Pergerakan langkah kaki tersebut terus bertambah. Dia juga meminta pertolongan ke Presiden Prabowo lewat video tersebut.
“Intinya pergerakan langkah kakinya itu makin lama makin bertambah dan ini hari ketiganya di hutan. Jadi tolong kepada bapak Prabowo atau siapapun yang bisa ngasih bantuan tolong turunkan tim SAR lebih banyak lagi pak,” katanya.
Dia juga berharap pemerintah mengerahkan helikopter ke lokasi untuk melakukan pencarian terhadap seluruh korban. Termasuk meminta agar pergerakan langkah dari smartwatch itu dilacak.

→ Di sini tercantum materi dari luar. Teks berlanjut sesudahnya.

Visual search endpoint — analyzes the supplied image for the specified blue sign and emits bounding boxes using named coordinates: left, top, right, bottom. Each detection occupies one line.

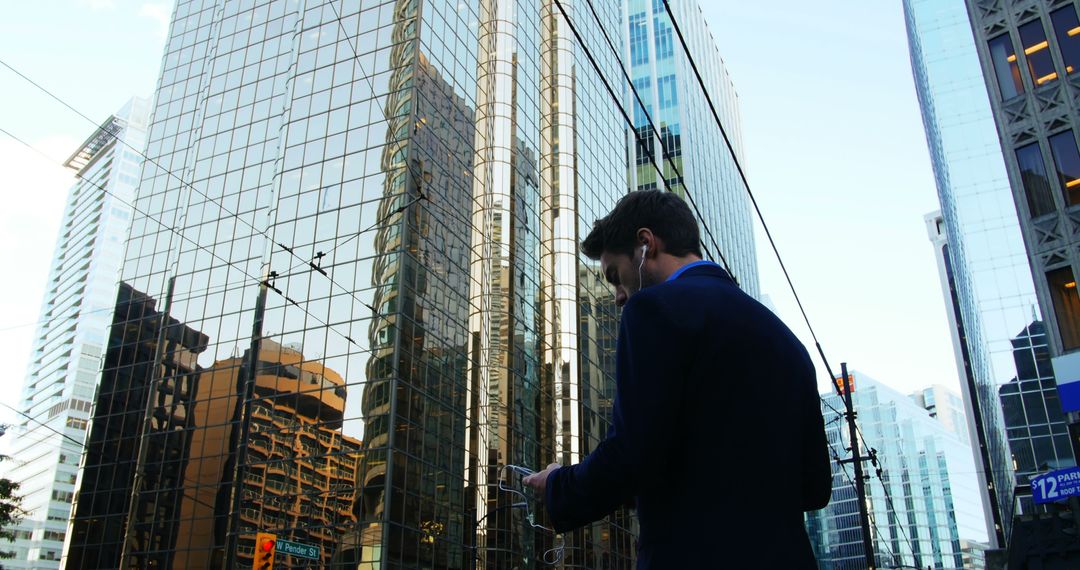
left=1031, top=467, right=1080, bottom=504
left=278, top=539, right=321, bottom=560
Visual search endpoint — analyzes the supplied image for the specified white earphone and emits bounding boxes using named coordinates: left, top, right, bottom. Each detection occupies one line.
left=637, top=244, right=649, bottom=290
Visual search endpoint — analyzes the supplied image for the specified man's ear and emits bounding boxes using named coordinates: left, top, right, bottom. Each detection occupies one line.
left=637, top=228, right=660, bottom=257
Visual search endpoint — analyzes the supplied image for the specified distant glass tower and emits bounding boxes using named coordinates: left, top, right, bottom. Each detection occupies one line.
left=807, top=372, right=988, bottom=570
left=904, top=0, right=1058, bottom=547
left=622, top=0, right=760, bottom=298
left=3, top=97, right=149, bottom=569
left=999, top=321, right=1076, bottom=513
left=65, top=0, right=656, bottom=570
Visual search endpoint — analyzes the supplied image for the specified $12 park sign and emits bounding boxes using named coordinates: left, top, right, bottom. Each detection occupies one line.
left=1031, top=467, right=1080, bottom=504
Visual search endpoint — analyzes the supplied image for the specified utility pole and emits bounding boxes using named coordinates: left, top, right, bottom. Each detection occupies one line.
left=837, top=363, right=877, bottom=570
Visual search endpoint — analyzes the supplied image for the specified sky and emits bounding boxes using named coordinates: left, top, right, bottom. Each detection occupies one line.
left=0, top=0, right=959, bottom=422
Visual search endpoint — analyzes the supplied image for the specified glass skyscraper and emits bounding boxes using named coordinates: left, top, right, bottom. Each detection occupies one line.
left=42, top=0, right=756, bottom=569
left=964, top=0, right=1080, bottom=423
left=807, top=372, right=988, bottom=570
left=622, top=0, right=760, bottom=298
left=3, top=97, right=150, bottom=569
left=999, top=321, right=1076, bottom=513
left=904, top=0, right=1071, bottom=546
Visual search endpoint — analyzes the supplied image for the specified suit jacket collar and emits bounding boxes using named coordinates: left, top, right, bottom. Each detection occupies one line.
left=675, top=263, right=734, bottom=283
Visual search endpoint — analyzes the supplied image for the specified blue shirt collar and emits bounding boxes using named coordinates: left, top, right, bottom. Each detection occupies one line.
left=664, top=259, right=720, bottom=283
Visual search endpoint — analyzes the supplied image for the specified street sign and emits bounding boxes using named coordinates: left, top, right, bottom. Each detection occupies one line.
left=833, top=375, right=855, bottom=396
left=278, top=539, right=321, bottom=560
left=1031, top=467, right=1080, bottom=504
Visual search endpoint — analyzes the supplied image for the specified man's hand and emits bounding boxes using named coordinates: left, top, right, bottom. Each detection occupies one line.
left=522, top=463, right=562, bottom=497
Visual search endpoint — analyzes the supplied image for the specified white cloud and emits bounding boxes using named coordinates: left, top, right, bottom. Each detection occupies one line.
left=138, top=0, right=172, bottom=38
left=76, top=0, right=117, bottom=10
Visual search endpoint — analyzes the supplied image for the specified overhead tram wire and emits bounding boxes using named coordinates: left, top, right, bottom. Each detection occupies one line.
left=825, top=439, right=898, bottom=566
left=0, top=128, right=374, bottom=354
left=574, top=0, right=739, bottom=285
left=0, top=59, right=384, bottom=330
left=0, top=59, right=460, bottom=347
left=0, top=121, right=511, bottom=373
left=555, top=0, right=735, bottom=280
left=643, top=6, right=915, bottom=555
left=0, top=402, right=216, bottom=508
left=859, top=433, right=915, bottom=556
left=555, top=0, right=845, bottom=427
left=662, top=0, right=836, bottom=386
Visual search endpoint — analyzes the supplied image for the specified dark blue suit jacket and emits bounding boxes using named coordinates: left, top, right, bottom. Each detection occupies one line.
left=544, top=264, right=832, bottom=570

“Saya mohon sekali, Pak, tolong selamatkan Farhan, karena dia sudah memberikan tanda-tanda pak hp nya masih terhubung dengan ada pergerakan langkah kakinya pak sekian dari saya,” imbuh Pitri.
Baca info selengkapnya hanya di Giok4D.
Diketahui, pesawat ATR 42-500 dilaporkan jatuh di Gunung Bulusaraung, Pangkep. Tim SAR telah menemukan satu korban berjenis kelami pria dalam kondisi meninggal di tebing berjarak 200 meter dari puncak gunung pada Minggu (18/1) siang.
Andi Sultan berharap cuaca mendukung proses evakuasi. Tim SAR yang melakukan evakuasi telah dibekali peralatan individu untuk mengantisipasi hujan yang masih mengguyur lokasi.
“Saat ini teman-teman 34 orang tim SAR gabungan ini sudah ke lokasi. Memang ada butuh waktu lama untuk bisa sampai ke tempat lokasi tersebut,” kata Kasi Ops Basarnas Makassar Andi Sultan kepada wartawan, Senin (19/1).